I get a lot of refugees from the various local chiropractors, all have the same story , lots of 5 minute " adjustments" and no progress. We as physiotherapists can really only gain from their ill advised and conspicuously money hungry methods. At least if we treat patients with the respect and understanding they deserve , along with science based treatments , we are assured a place in the treatment community for generations to come.
This is my little rant for the day , I do get tired of explaining that no I won't be adjusting your neck sir.
On the other hand, ginger, although I take on board all of the points you made, chiros gain a large proportion of patients extremely dissatisfied with prolonged, ineffective physio Rx. I know this because we have a friend who is a chiro.
Both professions have a long line of patients who attend for Rx for Years on End...with negligible outcomes.
Why is this so?
Nari
Hi Mike & Ginger :
yes, Nari , you are right ,on both sides there are misusers .
I think , both are doing these acts on the consciuos level , i mean they know , no benefits ( even more risky ) to use these procedures /techniques , and they insist to use it .Why ???
I would answer , it is very easy question :arrow: :arrow:
Healthcare service Marketisation , gaining more money ,doing for the patient what he/she wants in both field physio&chiro .

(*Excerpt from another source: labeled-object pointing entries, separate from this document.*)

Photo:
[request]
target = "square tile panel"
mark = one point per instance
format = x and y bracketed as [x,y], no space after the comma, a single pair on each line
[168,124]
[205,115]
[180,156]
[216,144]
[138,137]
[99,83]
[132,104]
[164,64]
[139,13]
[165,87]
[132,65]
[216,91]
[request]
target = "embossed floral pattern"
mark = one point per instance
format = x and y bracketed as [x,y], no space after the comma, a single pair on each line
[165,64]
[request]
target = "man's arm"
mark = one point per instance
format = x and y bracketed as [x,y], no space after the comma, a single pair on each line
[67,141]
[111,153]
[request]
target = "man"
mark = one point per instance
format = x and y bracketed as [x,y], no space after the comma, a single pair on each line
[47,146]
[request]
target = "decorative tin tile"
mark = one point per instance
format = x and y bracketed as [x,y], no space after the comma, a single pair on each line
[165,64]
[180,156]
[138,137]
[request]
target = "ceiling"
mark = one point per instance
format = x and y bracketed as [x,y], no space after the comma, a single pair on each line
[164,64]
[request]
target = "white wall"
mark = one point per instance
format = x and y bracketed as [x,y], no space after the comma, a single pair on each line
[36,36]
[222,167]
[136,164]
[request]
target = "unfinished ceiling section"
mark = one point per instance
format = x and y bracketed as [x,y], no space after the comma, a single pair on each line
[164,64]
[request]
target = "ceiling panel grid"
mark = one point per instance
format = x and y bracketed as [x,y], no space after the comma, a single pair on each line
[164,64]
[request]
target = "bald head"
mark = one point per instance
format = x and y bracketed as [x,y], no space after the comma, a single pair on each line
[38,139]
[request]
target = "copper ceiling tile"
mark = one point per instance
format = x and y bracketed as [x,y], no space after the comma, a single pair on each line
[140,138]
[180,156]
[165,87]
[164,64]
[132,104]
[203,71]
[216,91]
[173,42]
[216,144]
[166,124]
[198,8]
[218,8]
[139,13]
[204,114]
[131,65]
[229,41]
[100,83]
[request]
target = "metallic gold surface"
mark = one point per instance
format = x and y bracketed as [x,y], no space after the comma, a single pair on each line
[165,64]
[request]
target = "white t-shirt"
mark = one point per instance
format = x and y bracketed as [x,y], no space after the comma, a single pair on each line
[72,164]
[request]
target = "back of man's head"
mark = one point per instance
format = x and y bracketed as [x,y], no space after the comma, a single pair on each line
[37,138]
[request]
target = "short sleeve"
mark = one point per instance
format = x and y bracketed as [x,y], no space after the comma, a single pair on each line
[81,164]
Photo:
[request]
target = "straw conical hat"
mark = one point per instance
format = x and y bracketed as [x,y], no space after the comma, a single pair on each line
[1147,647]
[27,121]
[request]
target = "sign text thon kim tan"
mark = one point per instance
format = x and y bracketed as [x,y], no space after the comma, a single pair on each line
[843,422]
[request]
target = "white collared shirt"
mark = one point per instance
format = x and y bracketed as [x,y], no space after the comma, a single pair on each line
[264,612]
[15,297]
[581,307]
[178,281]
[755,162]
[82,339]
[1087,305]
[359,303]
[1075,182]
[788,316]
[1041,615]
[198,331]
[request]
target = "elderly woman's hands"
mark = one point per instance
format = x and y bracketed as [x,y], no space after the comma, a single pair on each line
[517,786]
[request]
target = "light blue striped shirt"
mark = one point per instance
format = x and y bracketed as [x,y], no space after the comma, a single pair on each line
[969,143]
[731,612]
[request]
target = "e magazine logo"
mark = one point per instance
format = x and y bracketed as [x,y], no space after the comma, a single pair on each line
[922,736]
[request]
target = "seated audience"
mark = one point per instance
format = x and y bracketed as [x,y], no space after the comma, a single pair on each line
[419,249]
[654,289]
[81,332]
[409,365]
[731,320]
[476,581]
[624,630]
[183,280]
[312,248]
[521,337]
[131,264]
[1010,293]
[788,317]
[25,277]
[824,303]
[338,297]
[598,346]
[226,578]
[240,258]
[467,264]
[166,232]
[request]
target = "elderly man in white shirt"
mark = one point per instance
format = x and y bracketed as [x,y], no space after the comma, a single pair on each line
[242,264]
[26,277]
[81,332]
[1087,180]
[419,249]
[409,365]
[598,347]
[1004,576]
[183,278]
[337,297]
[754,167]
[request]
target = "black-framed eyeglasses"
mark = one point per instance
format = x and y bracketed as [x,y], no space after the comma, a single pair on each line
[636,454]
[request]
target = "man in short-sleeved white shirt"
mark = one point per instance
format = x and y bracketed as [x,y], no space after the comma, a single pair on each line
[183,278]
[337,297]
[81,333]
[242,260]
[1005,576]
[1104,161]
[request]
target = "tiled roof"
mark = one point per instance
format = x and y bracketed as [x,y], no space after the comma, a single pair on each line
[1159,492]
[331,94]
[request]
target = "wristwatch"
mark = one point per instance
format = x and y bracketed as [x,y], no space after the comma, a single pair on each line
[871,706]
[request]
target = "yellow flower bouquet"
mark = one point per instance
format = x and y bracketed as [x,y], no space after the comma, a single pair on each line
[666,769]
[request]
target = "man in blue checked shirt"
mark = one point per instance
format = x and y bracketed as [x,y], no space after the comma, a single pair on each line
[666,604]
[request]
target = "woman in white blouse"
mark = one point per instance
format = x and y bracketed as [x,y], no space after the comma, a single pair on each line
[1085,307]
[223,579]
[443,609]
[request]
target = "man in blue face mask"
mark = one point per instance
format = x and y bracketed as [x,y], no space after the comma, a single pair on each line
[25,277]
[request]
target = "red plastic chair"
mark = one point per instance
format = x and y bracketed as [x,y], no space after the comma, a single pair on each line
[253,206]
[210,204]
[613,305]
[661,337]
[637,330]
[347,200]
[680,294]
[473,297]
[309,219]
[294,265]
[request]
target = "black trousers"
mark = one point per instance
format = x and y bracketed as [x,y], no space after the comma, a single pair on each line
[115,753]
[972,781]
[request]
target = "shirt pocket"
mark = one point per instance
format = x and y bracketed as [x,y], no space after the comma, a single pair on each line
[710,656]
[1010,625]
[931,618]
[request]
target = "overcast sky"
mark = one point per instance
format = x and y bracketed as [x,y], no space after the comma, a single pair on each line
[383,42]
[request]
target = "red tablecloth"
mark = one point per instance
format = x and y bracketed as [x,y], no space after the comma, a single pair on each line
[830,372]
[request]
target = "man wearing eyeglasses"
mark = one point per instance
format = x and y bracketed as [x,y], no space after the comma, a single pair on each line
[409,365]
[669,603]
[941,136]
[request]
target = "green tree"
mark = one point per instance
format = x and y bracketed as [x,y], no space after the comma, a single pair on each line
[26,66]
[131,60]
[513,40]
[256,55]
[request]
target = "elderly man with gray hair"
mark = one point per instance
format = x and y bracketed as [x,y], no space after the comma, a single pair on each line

Applying scientifc physio is NOt of benefit for the practionner ,it will make him/her loses his/her fnancial resources .
Just my view .
cheers
Emad
ginger
21-02-2005, 02:01 AM
Nari et al, , yes there are certainly some physio no hopers around in my city. Some who are stuck in the past , others who maybe ought to have been bankers or accountants instead. It is always a pleasure to find a lateral thinker and/or a physio switched on to spinal treatments that really work. WE all benefit from cross fertilization .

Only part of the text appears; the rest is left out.